Deux espions rapportent en temps réel les débats à Djibouti

L’ex-avocat de Jacques Chirac Francis Szpiner, paraît bien seul devant le
banc des prévenus. Ses deux clients n’ont pas fait le voyage de Djibouti –
une habitude depuis le début de l’instruction, puisqu’ils n’ont jamais
répondu aux convocations des juges français. Dans la salle d’audience,
deux anges gardiens accompagnent l’avocat. Deux hommes discrets: les
chefs de la sécurité des ambassades de Djibouti à Paris et Bruxelles. Les »oreilles » du régime djiboutien sont là pour rendre compte.

Ce procès est le premier à aborder l’affaire Borrel sur le fond. Une poignée
de journalistes suivent les débats. L’histoire est simple: depuis qu’il a
parlé (lire encadré), l’ancien lieutenant de la Garde présidentielle,
Mohamed Saleh Alhoumekani est l’objet de multiples pressions des
autorités djiboutiennes.

Objectif: obtenir sa rétractation à tout prix, car il est celui qui a fait basculer le
dossier judiciaire en janvier 2000. Menaces, chantages, offres diverses (3
millions d’euros, un maroquin ministériel): tous les moyens sont bons.

Dans un premier temps, Hassan Saïd, chef du SDS (Service de
documentation et de sécurité), ancien commissaire de police formé à
l’école française de Saint-Cyr Mont d’Or, s’adresse à Ali Iftin. Cet ancien
chef de la Garde présidentielle doit rédiger une lettre pour décrédibiliser
son subordonné.

Une lettre rédigée devant notaire, avec l’aide d’un avocat français, Me
Alain Martinet, qui confirmera l’intervention du chef des services secrets,
Hassan Saïd.
En clair, comme le dit alors un officier djiboutien, le général
Fathi: « Il s’agit de bousiller Mohamed Alhoumekhani. »

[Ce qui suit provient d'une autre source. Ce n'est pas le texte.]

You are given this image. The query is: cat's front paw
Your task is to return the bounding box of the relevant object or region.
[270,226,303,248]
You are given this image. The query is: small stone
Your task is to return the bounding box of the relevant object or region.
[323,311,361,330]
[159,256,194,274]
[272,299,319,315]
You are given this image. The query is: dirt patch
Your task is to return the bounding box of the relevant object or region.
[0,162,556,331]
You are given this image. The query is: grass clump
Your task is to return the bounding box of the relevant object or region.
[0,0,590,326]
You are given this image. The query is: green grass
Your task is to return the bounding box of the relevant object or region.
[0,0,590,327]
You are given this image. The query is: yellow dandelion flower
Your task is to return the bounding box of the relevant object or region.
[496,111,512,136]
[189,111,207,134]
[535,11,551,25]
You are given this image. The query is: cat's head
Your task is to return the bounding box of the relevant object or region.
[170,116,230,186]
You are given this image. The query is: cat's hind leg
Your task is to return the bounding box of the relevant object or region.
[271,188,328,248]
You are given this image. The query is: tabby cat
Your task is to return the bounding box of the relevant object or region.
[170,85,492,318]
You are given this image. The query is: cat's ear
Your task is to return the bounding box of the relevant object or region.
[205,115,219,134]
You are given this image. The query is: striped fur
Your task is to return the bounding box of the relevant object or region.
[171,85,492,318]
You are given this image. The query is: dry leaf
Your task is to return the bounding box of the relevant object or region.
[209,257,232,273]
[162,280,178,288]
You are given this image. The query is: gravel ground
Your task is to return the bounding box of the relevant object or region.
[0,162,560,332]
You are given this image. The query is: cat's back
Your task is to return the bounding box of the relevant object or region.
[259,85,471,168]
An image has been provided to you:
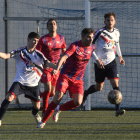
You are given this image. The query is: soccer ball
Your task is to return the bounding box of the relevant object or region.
[108,90,122,104]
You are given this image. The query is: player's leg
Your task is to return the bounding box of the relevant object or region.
[81,64,106,108]
[0,93,14,126]
[37,75,68,128]
[53,81,83,122]
[107,60,125,117]
[0,82,22,124]
[37,91,64,128]
[42,81,52,116]
[31,100,41,124]
[110,79,125,117]
[81,82,104,107]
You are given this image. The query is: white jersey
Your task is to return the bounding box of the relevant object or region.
[10,47,46,87]
[93,27,122,65]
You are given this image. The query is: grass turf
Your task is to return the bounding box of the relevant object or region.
[0,110,140,140]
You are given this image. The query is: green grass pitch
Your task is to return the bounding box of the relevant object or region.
[0,111,140,140]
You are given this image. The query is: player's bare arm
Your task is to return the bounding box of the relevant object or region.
[96,59,105,69]
[62,48,66,65]
[119,56,125,66]
[44,60,56,69]
[0,52,11,59]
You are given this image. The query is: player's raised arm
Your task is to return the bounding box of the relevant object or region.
[116,37,125,66]
[0,52,11,59]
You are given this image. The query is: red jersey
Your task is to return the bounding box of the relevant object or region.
[36,34,66,64]
[61,40,95,80]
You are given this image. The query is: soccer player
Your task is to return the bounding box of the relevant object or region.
[37,28,95,128]
[0,32,56,126]
[36,19,66,116]
[81,13,125,117]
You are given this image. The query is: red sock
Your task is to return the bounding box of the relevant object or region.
[59,100,77,111]
[39,92,44,99]
[42,101,57,123]
[43,90,51,112]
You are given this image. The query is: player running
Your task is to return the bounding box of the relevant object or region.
[37,28,95,128]
[81,13,125,117]
[36,19,66,116]
[0,32,56,126]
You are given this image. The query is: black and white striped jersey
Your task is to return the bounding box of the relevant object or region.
[10,47,46,86]
[93,27,122,65]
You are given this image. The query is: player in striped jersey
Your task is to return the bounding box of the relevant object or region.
[37,28,95,128]
[0,32,56,125]
[36,19,66,116]
[81,13,125,117]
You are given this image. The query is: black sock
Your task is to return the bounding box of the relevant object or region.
[113,87,120,91]
[32,107,39,115]
[83,85,96,101]
[113,87,120,111]
[0,99,10,120]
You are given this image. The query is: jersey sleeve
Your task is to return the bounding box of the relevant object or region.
[36,37,43,51]
[92,30,101,44]
[116,32,122,56]
[10,49,21,59]
[62,37,67,49]
[64,43,76,57]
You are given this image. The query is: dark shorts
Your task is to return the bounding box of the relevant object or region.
[41,69,60,86]
[8,82,40,102]
[94,59,119,83]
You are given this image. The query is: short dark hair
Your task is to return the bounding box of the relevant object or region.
[104,12,116,20]
[47,18,57,27]
[28,32,40,39]
[81,28,95,36]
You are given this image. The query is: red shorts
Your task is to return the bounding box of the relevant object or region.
[41,69,60,86]
[56,74,83,98]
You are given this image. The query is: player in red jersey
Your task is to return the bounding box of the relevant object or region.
[36,19,66,116]
[37,28,95,128]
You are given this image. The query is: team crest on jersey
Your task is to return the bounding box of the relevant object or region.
[48,43,52,46]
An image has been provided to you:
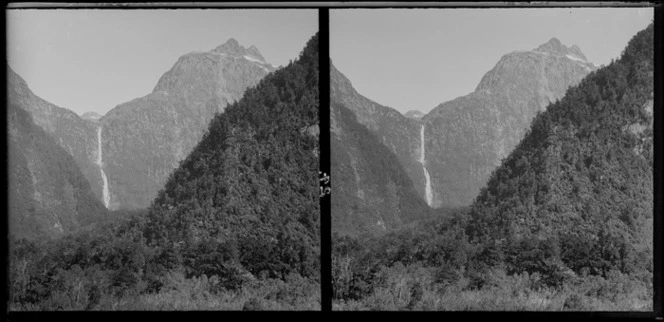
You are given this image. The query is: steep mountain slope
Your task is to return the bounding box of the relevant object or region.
[100,39,273,208]
[7,103,107,239]
[81,112,101,122]
[469,24,654,254]
[330,102,429,236]
[330,38,595,207]
[404,110,425,120]
[145,35,320,278]
[423,38,595,207]
[330,61,425,198]
[7,65,102,204]
[8,39,274,209]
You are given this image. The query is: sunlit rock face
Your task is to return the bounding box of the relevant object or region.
[8,39,275,209]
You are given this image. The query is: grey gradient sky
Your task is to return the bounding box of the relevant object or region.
[330,8,653,113]
[6,9,318,115]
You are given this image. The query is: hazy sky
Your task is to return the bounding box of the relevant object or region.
[330,8,653,113]
[6,9,318,114]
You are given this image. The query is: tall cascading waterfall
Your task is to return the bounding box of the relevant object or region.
[420,124,433,206]
[97,126,111,208]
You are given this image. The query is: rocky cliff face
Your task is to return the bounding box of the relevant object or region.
[7,103,107,239]
[330,62,425,197]
[330,102,430,236]
[420,38,595,207]
[331,38,596,207]
[404,110,425,120]
[7,66,102,205]
[468,24,656,250]
[8,39,274,209]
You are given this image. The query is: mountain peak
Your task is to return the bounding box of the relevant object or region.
[212,38,265,62]
[533,37,588,61]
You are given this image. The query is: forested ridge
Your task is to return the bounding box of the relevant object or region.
[8,35,320,310]
[332,24,654,311]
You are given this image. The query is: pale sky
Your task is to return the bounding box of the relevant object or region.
[330,8,653,113]
[6,9,318,115]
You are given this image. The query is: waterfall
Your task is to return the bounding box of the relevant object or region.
[420,124,433,206]
[97,126,111,208]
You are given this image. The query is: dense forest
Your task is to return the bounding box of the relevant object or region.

Montebourg accusé d’être derrière le « complot » qui déstabilise
Djibouti

Dans cette lettre, un certain « M. de Brantebourg » est désigné comme étant l’instigateur du « complot ». Le député socialiste Arnaud Montebourg
s’est immédiatement constitué partie civile. A l’époque, l’ancien avocat,
qui a défendu plusieurs ministres à Djibouti, agace le régime.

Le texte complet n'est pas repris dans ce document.